In December 2014, Gerdau (currently CMC Steel) awarded Russula the contract to supply a contact cooling water treatment plant for its 800,000 tpy capacity rebar mill, in Sayreville, NJ, USA. Twenty months later the new water plant has been designed, built and is ready for operation. With a capacity to treat 4000 GPM (908 m3/hr) of water coming from the reheat furnace and rolling mill, the new process water treatment plant underwent start-up testing in September, 2016.
The new plant was built on the site of the previous one, which is now obsolete. The design reutilized the existing scale pit. Revamping existing structures lowered the project investment costs. Proven technical solutions were used to ensure the water treatment plant was easy to operate and maintain.
Water from the rolling mill is treated first in the scale pit, followed by the decanting process to remove coarse particles that have a size greater to or equal to 200 microns. The density difference between the water and the scale, causes the larger, heavier scale particles to be deposited on the bottom of the pit, and subsequently extracted by a clamshell bucket.
After passing through the scale pit, the water continues to the decanting process, where by longitudinal drag small scale particles, oils and grease are removed. Coarse particles that gather at the bottom of the decanters will be pumped to the sludge area and oil floating on the surface are taken off by the top of the bridge scraper bridge and removed by the oil skimmer. The decanted water will then pass to the ring filtration system.

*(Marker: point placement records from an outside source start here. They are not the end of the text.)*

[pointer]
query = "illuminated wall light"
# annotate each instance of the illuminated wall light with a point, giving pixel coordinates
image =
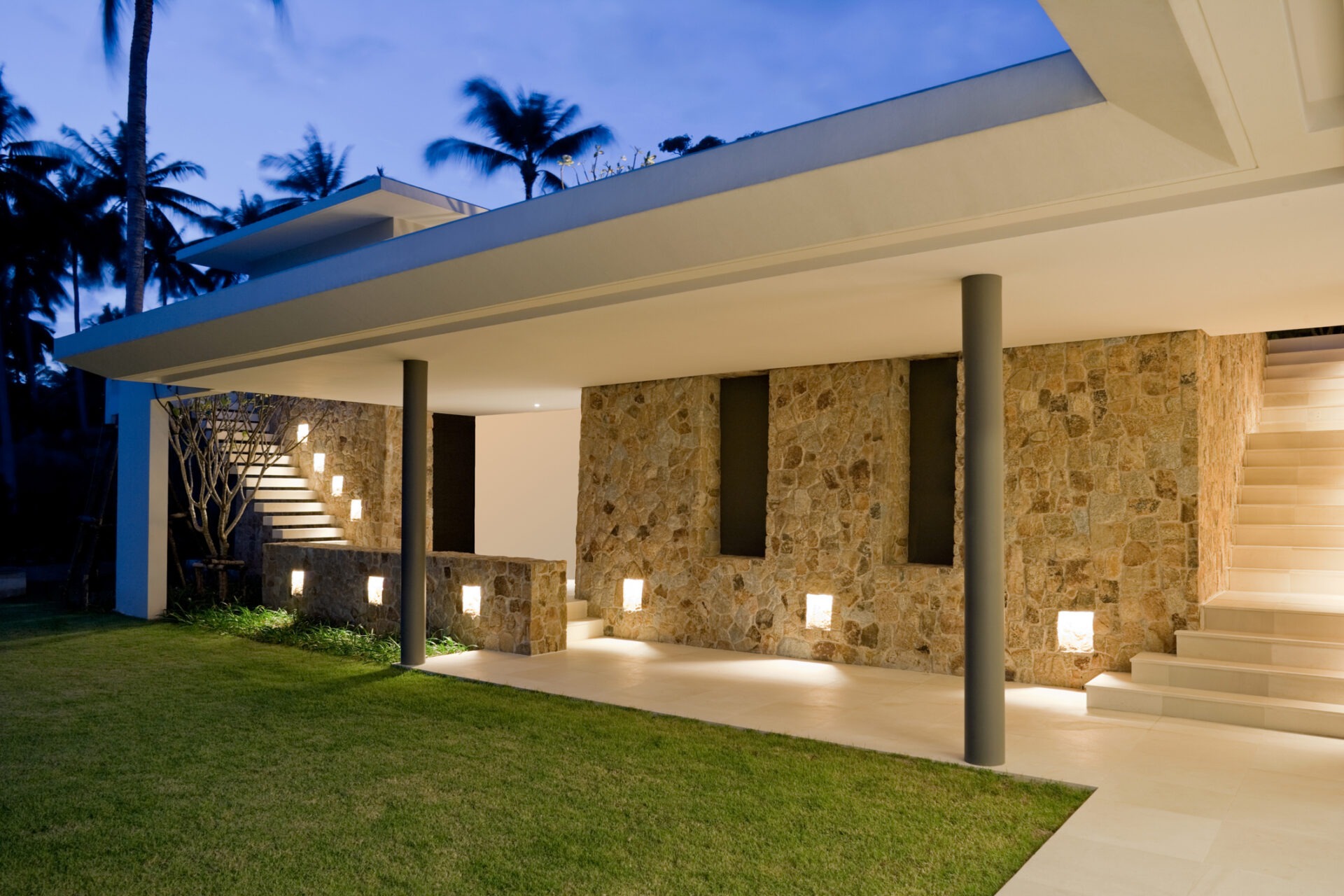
(1075, 630)
(819, 610)
(472, 599)
(632, 594)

In the ring filters, particles that have a higher density than water and have passed through the previous process stages are removed. Finally, the filtered water is pumped through the cooling towers then circulates back to cool the rolling mill equipment.
After completing the civil works and assembly, Russula began testing the revamped water treatment plant last September. Russula completed the revamp of the contact circuits of the rolling mill, in which the investment cost was reduced by modernizing existing ones, such as the scale pit structures. Apart from improving the water quality, the modernization provided greater operating flexibility, reduced maintenance costs and fully automated operations that significantly reduce energy costs and chemical additives.